Trade with China totalled US$2.7 billion in 2018, down 48.2 per cent from a year earlier, according to a report from the Korea Trade-Investment Promotion Agency on Friday.
But according to the report, "North Korea's Foreign Trade Trend in 2018", the country's trade reliance on its communist neighbour reached a record high last year.
It said China accounted for 95.8 per cent of the total foreign trade in North Korea in 2018 " up by 1 percentage point from the previous year " with 80.2 per cent of exports and 97.2 per cent of imports.
That heavy reliance on China meant North Korea's overall foreign trade, excluding inter-Korean trade, also shrank, for a second consecutive year.

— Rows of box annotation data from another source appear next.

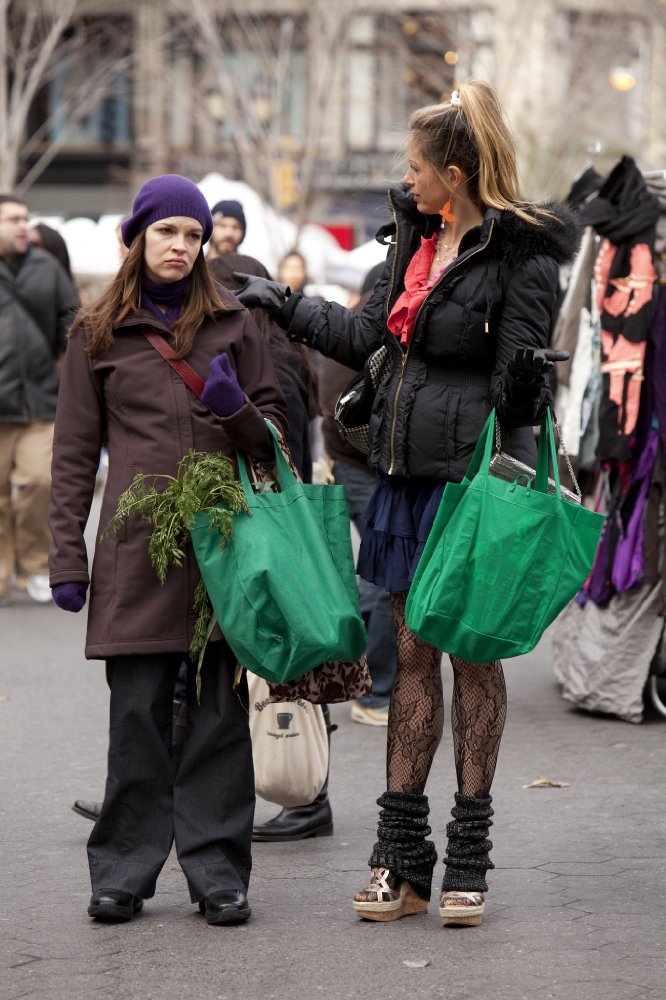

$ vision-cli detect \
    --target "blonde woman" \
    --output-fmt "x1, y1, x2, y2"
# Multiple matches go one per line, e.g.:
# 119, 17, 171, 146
238, 80, 578, 925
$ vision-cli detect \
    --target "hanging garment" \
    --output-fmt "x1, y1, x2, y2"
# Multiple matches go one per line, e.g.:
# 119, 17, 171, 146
611, 431, 659, 591
645, 170, 666, 284
580, 156, 659, 462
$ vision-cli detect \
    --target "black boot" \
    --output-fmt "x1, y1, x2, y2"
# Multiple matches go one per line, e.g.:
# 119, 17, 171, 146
252, 705, 338, 844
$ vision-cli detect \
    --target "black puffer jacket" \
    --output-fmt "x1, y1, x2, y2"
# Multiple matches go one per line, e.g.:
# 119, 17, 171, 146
276, 188, 578, 482
0, 246, 78, 424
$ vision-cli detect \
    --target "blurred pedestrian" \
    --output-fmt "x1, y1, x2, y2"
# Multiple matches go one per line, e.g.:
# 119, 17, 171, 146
208, 254, 337, 843
207, 198, 247, 260
0, 194, 77, 604
50, 174, 285, 924
278, 250, 309, 292
28, 222, 74, 284
231, 80, 578, 925
319, 263, 397, 726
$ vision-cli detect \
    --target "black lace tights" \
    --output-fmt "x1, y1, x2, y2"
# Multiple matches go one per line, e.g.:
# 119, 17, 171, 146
386, 594, 506, 798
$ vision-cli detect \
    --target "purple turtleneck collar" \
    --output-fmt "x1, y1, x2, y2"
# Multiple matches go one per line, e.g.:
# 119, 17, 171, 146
141, 274, 190, 327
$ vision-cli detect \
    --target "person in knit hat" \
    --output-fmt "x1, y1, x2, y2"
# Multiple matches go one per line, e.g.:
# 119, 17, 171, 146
208, 199, 247, 260
49, 174, 286, 924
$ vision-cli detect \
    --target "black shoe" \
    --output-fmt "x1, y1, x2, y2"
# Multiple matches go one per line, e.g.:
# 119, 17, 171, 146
252, 789, 333, 843
199, 889, 252, 924
72, 799, 102, 823
88, 889, 143, 923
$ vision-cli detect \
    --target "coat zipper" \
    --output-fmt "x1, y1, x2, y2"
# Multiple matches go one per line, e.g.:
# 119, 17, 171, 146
387, 220, 495, 476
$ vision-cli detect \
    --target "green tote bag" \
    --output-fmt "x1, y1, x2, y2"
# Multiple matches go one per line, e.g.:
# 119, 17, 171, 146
405, 410, 604, 663
190, 428, 367, 684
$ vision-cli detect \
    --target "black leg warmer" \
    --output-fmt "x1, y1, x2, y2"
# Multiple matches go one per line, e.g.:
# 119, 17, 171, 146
442, 792, 495, 892
368, 792, 437, 899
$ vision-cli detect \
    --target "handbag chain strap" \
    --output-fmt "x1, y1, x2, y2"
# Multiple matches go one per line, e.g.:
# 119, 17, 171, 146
495, 409, 583, 500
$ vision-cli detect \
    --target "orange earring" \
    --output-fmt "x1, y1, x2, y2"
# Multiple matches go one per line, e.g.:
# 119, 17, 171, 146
439, 198, 456, 222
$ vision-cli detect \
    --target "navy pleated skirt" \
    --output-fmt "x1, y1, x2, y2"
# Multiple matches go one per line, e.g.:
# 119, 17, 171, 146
357, 473, 445, 594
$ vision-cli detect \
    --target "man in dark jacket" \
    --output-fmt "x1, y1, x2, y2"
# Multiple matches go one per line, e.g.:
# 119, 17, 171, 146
207, 199, 247, 260
0, 195, 77, 603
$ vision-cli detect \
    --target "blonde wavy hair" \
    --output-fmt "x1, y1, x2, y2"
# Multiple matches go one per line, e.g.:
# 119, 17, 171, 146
408, 80, 551, 225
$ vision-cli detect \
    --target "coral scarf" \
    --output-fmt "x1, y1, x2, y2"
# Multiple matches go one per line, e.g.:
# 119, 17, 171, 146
388, 233, 447, 345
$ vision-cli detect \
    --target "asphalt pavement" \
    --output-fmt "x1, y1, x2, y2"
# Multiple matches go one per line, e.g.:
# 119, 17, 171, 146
0, 560, 666, 1000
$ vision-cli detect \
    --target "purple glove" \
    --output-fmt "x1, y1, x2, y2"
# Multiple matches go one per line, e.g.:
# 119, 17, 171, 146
51, 581, 88, 611
201, 352, 245, 417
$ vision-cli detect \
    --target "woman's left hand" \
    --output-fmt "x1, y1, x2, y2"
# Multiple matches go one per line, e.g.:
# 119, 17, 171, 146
201, 351, 245, 417
507, 347, 569, 382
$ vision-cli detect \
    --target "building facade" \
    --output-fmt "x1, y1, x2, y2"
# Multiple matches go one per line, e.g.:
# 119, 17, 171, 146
19, 0, 666, 240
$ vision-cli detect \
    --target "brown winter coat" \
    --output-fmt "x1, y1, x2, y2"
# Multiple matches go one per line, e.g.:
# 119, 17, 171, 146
49, 287, 286, 659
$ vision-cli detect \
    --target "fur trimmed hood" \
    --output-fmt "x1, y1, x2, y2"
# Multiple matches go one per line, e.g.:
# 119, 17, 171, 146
386, 184, 581, 268
486, 201, 581, 266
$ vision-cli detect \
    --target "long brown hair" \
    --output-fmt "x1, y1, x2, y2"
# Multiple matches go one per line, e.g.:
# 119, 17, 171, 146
69, 231, 227, 358
409, 80, 551, 225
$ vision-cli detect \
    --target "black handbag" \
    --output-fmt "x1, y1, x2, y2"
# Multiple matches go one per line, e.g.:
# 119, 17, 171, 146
333, 346, 390, 455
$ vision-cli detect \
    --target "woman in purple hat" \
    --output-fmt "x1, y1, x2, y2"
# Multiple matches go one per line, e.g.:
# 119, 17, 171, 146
50, 174, 286, 924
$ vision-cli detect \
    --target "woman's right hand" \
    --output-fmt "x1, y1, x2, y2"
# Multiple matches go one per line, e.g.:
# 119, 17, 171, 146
51, 580, 88, 612
233, 271, 291, 315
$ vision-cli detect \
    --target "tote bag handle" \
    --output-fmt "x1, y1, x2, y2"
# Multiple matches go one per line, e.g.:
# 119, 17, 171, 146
236, 420, 298, 498
534, 407, 562, 500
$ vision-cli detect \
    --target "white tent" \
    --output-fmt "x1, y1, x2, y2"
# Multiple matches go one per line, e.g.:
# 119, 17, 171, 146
31, 173, 386, 301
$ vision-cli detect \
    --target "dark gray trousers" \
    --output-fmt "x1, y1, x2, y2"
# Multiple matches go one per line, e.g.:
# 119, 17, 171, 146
88, 642, 255, 903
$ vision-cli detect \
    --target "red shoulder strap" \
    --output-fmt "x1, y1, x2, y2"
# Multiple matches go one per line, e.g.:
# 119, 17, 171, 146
141, 326, 205, 399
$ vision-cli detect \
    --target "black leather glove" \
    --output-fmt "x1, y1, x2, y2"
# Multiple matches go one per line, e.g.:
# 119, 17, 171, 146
507, 347, 569, 382
233, 271, 291, 314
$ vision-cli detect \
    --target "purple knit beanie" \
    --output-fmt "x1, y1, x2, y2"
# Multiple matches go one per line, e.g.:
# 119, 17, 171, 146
120, 174, 213, 247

It was down by 48.8 per cent from 2017 to US$2.84 billion.
Russia, the country's second biggest trading partner, accounts for just 1.2 per cent of North Korea's total trade volume.

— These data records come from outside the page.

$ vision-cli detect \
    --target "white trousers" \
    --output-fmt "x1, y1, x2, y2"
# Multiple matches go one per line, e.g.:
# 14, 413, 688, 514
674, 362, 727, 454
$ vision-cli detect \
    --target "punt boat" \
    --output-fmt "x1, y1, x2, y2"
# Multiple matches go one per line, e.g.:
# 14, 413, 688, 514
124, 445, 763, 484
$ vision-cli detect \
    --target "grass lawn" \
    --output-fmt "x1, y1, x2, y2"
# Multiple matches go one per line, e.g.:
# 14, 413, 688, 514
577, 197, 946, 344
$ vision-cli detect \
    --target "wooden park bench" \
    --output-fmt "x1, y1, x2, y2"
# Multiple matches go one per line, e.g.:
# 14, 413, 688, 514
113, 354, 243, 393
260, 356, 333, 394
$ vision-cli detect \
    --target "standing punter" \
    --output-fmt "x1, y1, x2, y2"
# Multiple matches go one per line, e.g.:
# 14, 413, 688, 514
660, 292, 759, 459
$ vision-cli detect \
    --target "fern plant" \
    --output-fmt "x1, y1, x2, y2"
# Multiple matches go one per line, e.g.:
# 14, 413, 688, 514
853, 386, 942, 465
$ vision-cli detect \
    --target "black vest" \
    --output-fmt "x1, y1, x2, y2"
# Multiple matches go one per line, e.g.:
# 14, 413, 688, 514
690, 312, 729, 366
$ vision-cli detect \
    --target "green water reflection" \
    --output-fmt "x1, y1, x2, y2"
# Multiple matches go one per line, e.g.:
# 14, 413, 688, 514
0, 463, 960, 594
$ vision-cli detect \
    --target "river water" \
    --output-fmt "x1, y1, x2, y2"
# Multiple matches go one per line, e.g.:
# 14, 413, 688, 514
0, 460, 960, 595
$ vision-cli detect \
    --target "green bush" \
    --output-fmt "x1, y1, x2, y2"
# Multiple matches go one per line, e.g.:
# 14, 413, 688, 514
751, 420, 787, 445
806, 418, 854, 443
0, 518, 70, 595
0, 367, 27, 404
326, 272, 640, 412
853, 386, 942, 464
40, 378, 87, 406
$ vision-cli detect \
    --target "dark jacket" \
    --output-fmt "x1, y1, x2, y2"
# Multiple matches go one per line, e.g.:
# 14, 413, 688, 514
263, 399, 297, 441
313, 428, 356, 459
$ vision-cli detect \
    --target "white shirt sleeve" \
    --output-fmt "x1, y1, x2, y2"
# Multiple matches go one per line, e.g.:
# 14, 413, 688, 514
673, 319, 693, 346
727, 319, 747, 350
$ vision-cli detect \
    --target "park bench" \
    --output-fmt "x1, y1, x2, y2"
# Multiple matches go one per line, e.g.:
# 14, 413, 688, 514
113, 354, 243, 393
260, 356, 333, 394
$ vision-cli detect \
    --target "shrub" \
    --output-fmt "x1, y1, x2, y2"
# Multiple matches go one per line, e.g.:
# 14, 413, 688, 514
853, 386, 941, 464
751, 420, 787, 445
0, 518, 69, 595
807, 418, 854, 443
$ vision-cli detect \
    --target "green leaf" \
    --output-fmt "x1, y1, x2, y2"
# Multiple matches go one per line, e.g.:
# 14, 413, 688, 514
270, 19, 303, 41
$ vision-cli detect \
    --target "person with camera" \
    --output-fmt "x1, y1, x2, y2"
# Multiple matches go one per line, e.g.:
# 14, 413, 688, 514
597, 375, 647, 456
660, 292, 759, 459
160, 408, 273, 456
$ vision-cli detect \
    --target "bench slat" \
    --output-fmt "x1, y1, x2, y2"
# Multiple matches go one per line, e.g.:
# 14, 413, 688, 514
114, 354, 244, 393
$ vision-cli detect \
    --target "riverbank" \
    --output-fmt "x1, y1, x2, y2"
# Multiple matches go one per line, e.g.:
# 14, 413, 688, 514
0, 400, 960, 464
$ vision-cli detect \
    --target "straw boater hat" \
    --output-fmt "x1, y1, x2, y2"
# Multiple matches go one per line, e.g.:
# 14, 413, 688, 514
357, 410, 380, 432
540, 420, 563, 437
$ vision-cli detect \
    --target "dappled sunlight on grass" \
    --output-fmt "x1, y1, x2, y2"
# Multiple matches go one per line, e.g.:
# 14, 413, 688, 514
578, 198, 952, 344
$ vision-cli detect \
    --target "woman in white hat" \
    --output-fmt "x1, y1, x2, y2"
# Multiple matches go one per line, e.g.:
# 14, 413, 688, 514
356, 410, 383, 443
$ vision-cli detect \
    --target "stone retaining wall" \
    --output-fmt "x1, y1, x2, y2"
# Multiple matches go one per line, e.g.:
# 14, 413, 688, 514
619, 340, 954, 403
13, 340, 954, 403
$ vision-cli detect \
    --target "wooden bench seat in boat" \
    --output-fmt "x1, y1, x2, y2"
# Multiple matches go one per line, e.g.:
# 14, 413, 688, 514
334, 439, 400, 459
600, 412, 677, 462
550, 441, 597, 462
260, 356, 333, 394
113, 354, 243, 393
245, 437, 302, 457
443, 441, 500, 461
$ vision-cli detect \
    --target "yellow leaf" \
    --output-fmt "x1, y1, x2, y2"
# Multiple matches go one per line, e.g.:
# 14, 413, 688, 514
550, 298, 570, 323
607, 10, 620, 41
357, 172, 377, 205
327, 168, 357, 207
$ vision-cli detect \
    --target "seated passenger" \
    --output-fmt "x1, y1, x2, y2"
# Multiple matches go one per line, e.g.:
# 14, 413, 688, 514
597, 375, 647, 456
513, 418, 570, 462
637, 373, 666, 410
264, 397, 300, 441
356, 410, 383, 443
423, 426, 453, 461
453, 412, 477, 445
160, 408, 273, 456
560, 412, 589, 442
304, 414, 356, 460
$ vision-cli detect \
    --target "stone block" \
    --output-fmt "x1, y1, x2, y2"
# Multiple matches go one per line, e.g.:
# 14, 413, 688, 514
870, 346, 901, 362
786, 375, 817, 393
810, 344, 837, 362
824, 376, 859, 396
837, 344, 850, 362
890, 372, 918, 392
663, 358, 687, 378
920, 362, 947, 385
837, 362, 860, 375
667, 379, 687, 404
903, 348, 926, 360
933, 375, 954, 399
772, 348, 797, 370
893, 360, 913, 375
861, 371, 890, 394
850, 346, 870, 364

Exports from the hermit kingdom plunged by 86 per cent to US$243 million last year, while imports fell 31 per cent to US$2.6 billion, according to the report.

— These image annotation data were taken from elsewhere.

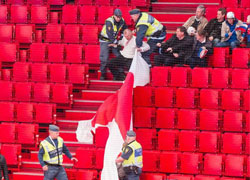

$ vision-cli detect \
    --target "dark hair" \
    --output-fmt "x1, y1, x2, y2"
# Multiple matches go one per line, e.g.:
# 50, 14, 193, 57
218, 8, 227, 15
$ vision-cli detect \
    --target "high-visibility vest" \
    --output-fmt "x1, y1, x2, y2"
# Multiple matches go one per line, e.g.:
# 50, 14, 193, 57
122, 141, 142, 168
41, 137, 63, 165
101, 16, 124, 39
136, 12, 163, 37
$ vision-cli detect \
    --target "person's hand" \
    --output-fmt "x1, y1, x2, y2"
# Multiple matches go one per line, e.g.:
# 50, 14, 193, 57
43, 165, 48, 171
173, 53, 179, 58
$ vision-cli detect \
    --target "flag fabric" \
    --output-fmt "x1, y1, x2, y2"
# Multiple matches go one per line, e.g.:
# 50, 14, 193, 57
76, 51, 150, 180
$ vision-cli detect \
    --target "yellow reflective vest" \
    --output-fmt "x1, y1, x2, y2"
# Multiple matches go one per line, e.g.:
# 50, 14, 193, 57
136, 12, 163, 37
122, 141, 142, 168
41, 137, 63, 165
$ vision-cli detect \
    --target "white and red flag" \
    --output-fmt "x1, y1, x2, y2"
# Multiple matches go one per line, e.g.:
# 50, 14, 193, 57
76, 52, 150, 180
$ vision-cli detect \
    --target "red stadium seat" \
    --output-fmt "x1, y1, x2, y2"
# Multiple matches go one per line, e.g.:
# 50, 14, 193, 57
68, 64, 88, 84
34, 103, 56, 124
14, 82, 32, 101
177, 109, 197, 130
45, 24, 62, 43
0, 24, 13, 43
82, 25, 98, 44
133, 107, 155, 128
0, 123, 16, 143
79, 6, 96, 24
16, 103, 34, 122
232, 48, 249, 68
30, 6, 48, 24
200, 89, 219, 109
155, 87, 174, 107
31, 63, 48, 82
151, 67, 170, 86
97, 6, 114, 24
176, 88, 197, 108
156, 108, 176, 129
33, 83, 50, 102
0, 5, 8, 23
64, 24, 80, 43
0, 81, 13, 101
223, 111, 243, 132
180, 153, 202, 174
48, 44, 64, 63
221, 89, 241, 110
65, 44, 83, 63
49, 64, 67, 83
0, 102, 15, 121
231, 69, 250, 89
222, 133, 244, 154
225, 155, 244, 177
142, 151, 160, 172
178, 131, 199, 152
158, 129, 179, 151
159, 151, 179, 173
202, 154, 223, 176
29, 43, 47, 62
0, 43, 17, 62
191, 68, 209, 88
170, 67, 189, 87
11, 5, 28, 24
62, 5, 77, 24
199, 131, 220, 153
136, 128, 156, 150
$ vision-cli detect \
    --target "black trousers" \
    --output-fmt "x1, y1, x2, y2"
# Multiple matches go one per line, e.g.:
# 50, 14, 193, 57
107, 55, 132, 80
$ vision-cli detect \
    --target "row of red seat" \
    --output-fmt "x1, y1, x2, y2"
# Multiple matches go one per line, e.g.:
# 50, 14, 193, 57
151, 66, 250, 89
0, 81, 73, 103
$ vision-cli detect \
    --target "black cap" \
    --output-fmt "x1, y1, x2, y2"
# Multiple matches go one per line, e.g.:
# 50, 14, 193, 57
129, 9, 141, 15
114, 8, 122, 17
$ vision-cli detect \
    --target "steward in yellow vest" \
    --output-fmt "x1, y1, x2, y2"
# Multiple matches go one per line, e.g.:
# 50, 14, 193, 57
116, 131, 143, 180
38, 125, 78, 180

Beijing backed the United Nations' sanctions regime in 2017 and has said it would continue to do so as part of efforts to halt Pyongyang's nuclear ambitions.
One UN Security Council resolution requires all North Koreans working overseas to return to the country by the end of this year, to prevent Pyongyang from using the money it takes from them to fund its nuclear weapons programme.
Under other UN sanctions, imports from North Korea including seafood, iron and iron ore have been banned in a bid to cut its export income.
In the Chinese city of Yanji, Jilin province, near the border, crabs from North Korea are selling for 120 yuan to 150 yuan (US$17 to US$22) for 500g, according to one seafood seller. That is about three times their price before the sanctions were imposed, indicating controls on border trade are still in place despite a summit between Chinese President Xi Jinping and Kim in Pyongyang last month.
Kim has vowed to improve the economy since he took over as leader of North Korea after his father's death, a task made more difficult with no sanctions relief in sight.
In April last year, he announced that Pyongyang was moving away from its twin-track byungjin policy of developing nuclear weapons and the economy simultaneously. Instead, the focus would be on rebuilding the economy, tying the future of his administration to economic growth.
China likely to tread carefully on North Korea as power dynamic shifts
Observers said slow growth could weaken the Kim regime in the long run.
James Downes, a lecturer in comparative politics and global studies at Chinese University of Hong Kong, said if the economic relationship with China continued to diminish, "this could cause uncertainty amongst Kim's inner circles, such as the military and economic elites " the donju (money masters) " in North Korea".
"In effect, this could serve to weaken Kim's legitimacy, not in the short term, but in the longer term, if current economic projection forecasts continue. Diminishing trade between both countries would, therefore, be highly damaging and unstable for the Kim regime," Downes said.
China was also expected to keep sanctions on the North in place for now, because Beijing needed to consider its bilateral relations with Pyongyang in a bigger context.
"China's declining trade with North Korea is likely to be a consequence of multiple factors, ranging from China's economic slowdown to the US-China trade war and the political uncertainty surrounding Kim Jong-un, and his relationship with President (Donald) Trump and the United States," Downes said.
Zhang Baohui, director of the Centre for Asian Pacific Studies at Lingnan University in Hong Kong, said the countries' declining trade "only means that China is doing its work under the UN sanctions regime".
"These numbers suggest that China has been diligent with its responsibilities to the international community," Zhang said. "The decline should not be a surprise, as the sanctions have sharply curtailed exports from North Korea, including iron ore, seafood and textiles."